Wednesday, June 8, 2011

I mean what else do you do when you're sad?

So I'm back.
I know, it feels like I've been gone for ever.

But my day seemed to take a simple spiral downward. And I needed to vent.
I say a simple spiral but really, its like a void. I huge void. To understand this, there are a few things that need to be explained. Namely my priorities in life. You see there are a few things that are really important to me. I shall list them and explain them.
  1. My niece Maddison.
  2. My dog Bailey.
  3. The people who love me.
  4. My relationship with my boyfriend, Nick.
  5. My school work.
  6. My job.
  7. Everything else
I know that some of these seem a little out of order to some people, but that's ok, cause this is my list, and it should be expected that it's different from yours. But let me explain each one. This should give you a little insight about me.
Maddi
       My niece's name is Maddison, but we call her Maddi. She's a blonde haired blue eyed 3 yr old angel. No one can make me smile like she does. 
        Bailey is my little puppy. Well she's actually like 4 or so. She was my sister in law's dog, but when Maddi was born she started getting jealous, so she was given to me. This dog is a fatty and I love her tons!
        Of course the people that love me are high on this list. Because I am the kind of person that loves with all I have. If I care about you, you know I am your rock and you can count on me for anything. But more often than not that strong sense of love isn't returned. So, when someone loves me in return the connection I feel with that person is incredible.
Me and Nick
        Next is my boyfriend Nick.
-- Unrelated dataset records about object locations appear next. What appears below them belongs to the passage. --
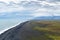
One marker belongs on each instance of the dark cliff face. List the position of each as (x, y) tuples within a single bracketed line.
[(33, 30)]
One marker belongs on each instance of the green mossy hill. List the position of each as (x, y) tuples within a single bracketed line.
[(34, 30), (50, 30)]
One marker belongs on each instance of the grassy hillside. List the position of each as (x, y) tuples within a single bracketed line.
[(49, 30)]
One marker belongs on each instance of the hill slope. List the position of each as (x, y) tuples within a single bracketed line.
[(33, 30)]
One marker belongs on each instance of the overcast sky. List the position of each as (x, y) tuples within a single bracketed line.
[(35, 8)]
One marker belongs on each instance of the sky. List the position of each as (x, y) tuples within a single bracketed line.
[(29, 8), (14, 11)]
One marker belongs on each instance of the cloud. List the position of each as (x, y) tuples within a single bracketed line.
[(29, 7)]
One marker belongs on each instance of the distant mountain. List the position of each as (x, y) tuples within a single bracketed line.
[(48, 18), (33, 30)]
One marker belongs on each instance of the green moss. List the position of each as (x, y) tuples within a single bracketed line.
[(51, 32)]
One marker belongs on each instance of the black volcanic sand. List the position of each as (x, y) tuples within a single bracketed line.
[(33, 30)]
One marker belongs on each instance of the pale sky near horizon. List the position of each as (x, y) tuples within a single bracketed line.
[(32, 7)]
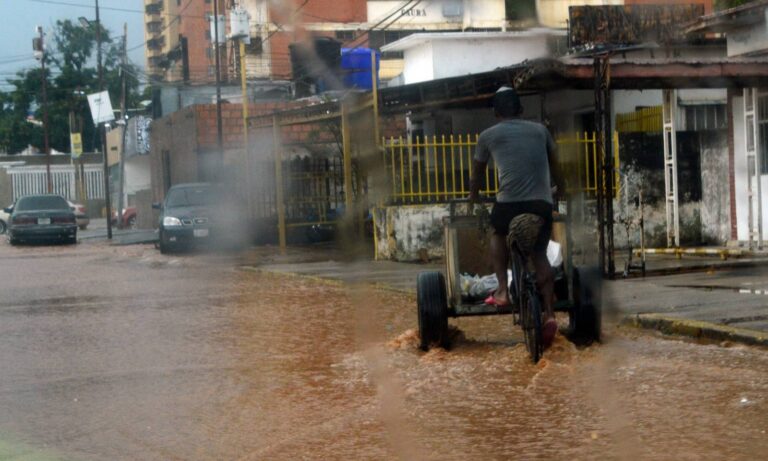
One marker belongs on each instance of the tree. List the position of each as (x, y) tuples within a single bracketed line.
[(71, 73)]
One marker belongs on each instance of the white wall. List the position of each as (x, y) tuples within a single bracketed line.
[(740, 175), (740, 170), (472, 56), (442, 58), (419, 66), (554, 13), (428, 14), (764, 190), (137, 174), (562, 106)]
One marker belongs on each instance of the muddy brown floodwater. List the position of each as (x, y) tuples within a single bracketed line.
[(296, 368)]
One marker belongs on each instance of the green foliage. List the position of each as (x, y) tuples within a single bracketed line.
[(71, 72)]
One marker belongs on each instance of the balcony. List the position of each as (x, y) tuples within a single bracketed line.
[(154, 26), (153, 7), (156, 44)]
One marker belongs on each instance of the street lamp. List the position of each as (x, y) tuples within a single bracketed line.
[(108, 203), (38, 46)]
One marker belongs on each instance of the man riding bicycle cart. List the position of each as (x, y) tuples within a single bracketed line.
[(521, 221)]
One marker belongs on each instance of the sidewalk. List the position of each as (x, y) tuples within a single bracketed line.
[(97, 230), (723, 301)]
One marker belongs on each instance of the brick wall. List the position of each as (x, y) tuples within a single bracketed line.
[(173, 144)]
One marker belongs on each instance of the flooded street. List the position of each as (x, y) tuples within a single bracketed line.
[(121, 353)]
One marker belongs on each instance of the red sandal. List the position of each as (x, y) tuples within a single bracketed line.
[(491, 301)]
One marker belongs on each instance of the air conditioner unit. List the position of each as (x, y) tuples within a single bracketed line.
[(453, 8)]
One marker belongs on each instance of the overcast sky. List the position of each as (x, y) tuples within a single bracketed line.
[(20, 17)]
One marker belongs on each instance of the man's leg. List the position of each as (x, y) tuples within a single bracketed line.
[(500, 259), (545, 281)]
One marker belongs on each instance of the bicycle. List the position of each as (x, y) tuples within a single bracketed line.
[(439, 294), (523, 292)]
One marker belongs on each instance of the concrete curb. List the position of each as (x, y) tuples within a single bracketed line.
[(696, 329), (703, 267), (328, 280)]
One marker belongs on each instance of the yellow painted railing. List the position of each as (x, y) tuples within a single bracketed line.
[(645, 120), (438, 168)]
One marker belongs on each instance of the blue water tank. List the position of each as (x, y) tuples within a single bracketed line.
[(356, 67)]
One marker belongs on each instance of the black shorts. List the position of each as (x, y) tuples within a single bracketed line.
[(503, 213)]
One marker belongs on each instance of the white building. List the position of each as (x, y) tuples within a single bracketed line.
[(436, 55)]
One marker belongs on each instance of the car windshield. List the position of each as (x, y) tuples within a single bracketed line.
[(42, 202), (191, 196)]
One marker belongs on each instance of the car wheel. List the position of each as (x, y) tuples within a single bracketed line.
[(165, 247)]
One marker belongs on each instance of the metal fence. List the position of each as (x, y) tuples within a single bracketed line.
[(437, 169), (30, 180)]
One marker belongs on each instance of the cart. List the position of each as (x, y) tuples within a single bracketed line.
[(439, 296)]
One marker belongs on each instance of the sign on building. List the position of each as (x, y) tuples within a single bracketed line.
[(76, 144), (101, 107)]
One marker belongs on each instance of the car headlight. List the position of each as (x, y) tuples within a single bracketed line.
[(171, 221)]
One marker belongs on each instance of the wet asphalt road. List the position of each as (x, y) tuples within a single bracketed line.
[(122, 353)]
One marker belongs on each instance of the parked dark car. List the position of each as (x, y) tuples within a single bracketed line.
[(41, 218), (81, 214), (201, 214)]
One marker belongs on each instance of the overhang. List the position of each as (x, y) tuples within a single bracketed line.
[(417, 39), (578, 74)]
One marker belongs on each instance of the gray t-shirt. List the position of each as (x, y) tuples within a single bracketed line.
[(519, 149)]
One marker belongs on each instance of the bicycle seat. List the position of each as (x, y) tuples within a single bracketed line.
[(523, 232)]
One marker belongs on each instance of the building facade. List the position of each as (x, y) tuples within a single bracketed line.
[(179, 46)]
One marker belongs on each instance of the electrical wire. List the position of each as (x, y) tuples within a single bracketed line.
[(109, 8)]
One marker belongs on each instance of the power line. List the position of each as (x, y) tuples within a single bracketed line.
[(111, 8)]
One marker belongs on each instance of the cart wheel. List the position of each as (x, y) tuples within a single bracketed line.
[(433, 310), (530, 321), (586, 314)]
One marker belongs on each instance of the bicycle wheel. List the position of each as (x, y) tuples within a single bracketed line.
[(432, 310), (530, 321)]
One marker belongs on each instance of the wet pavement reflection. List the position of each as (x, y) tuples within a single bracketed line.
[(114, 353)]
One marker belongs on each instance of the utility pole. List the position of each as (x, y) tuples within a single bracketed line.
[(39, 49), (107, 199), (219, 134), (124, 118)]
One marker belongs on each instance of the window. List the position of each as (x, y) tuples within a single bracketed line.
[(762, 124), (704, 117), (255, 48), (520, 10)]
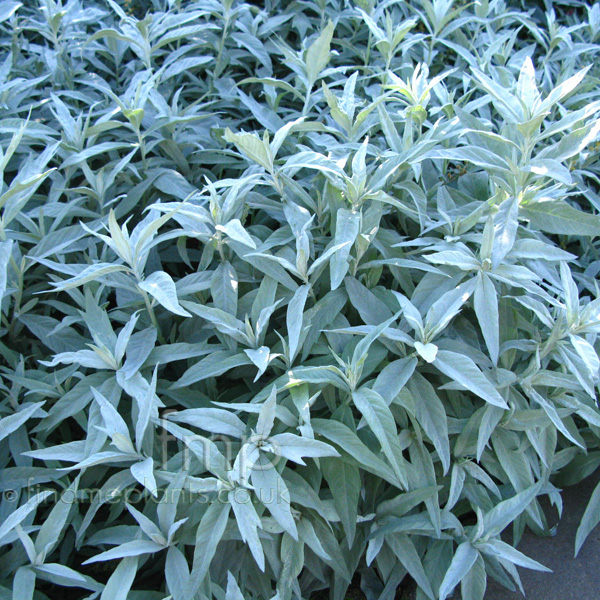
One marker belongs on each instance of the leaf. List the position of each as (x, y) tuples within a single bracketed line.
[(559, 217), (272, 492), (235, 230), (503, 550), (591, 518), (161, 287), (294, 320), (427, 352), (346, 231), (462, 561), (344, 481), (143, 472), (505, 512), (11, 423), (248, 523), (431, 414), (18, 516), (90, 273), (485, 302), (5, 254), (224, 287), (318, 53), (381, 421), (462, 369), (405, 550), (213, 365), (121, 580), (208, 535), (347, 440), (8, 9)]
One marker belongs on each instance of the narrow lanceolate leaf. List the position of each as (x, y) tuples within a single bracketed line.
[(90, 273), (295, 319), (19, 515), (272, 491), (346, 230), (463, 370), (504, 513), (208, 535), (317, 55), (161, 287), (133, 548), (5, 253), (591, 518), (485, 302), (344, 480), (248, 523), (381, 422), (557, 216), (462, 561), (11, 423), (500, 549)]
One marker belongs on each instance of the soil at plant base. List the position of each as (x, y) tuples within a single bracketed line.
[(571, 577)]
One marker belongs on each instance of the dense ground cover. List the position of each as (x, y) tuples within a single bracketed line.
[(293, 294)]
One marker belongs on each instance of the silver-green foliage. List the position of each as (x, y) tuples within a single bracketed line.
[(293, 291)]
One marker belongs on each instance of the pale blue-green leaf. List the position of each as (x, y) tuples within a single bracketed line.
[(121, 580), (462, 561), (505, 551), (161, 286), (11, 423), (295, 320), (214, 420), (505, 512), (463, 370), (271, 491), (381, 422), (133, 548), (248, 523), (295, 448), (235, 230), (485, 302), (19, 515), (143, 472)]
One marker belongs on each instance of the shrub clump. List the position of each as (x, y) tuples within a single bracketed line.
[(294, 295)]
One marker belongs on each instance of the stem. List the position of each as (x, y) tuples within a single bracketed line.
[(152, 315)]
We've been together for 3 months. Our anniversary is March 5th. This guy is amazing. He's funny, sweet, kind, giving.. everything you want in a guy I have in this man. My man. I can't get enough of him.
       My next step right now is my school work. I'm taking the summer off right now, so its not that important currently. BUT, I'm studying to become a highschool English teacher and then maybe go into teaching on a college level. Right now I'm in school majoring i education.
      My Job? Well I work at my university's pool. I'm a life guard and a swim instructor. In both cases I love my job. Wholeheartedly. Its so nice to go to work and enjoy what you do, and I think most college students don't have that same luck with jobs. You'll probably hear alot about work through out this blog.
     And then there's everything else. Cause I'm too lazy too list them.

So...  back to my current problem.
     Maddi, my niece, is moving to Alaska. Yea that's right. Alaska. My brother is coast guard and he and his family is being relocated to Alaska from Key West. So they are taking this epicly long adventure drive to get there. They stopped by our house for two days and left Monday to continue on. Well saying good bye to her had to be one of the hardest things I've done. And it didn't get any easier when she kept telling me "Titi, get in the truck" and "Titi, see you tomorrow". It was impossible. So I was home alone yesterday and the house was so empty without her happy hyper foot steps up and down the stairs. It was killing me. So I thought I'd talk to my boyfriend. But a few days ago a friend of his passed. Nick just wanted to be left alone. Ok, I thought, I can do that, I mean I was gonna go to the pool and he was gonna be working. So I could see him there. Well when I got there I found him smiling and laughing. So I thought he'd come see him when he came outside. And he came outside, and acted like I wasn't there. I felt my heart drop. I wanted to cry all over again. Not only was I left alone from Maddi being gone, but the one person whose arms I wanted to collapse into didn't want to see me.

So that' where I am. That's my sad day. Maybe it'll get better tonight. I'll let you know.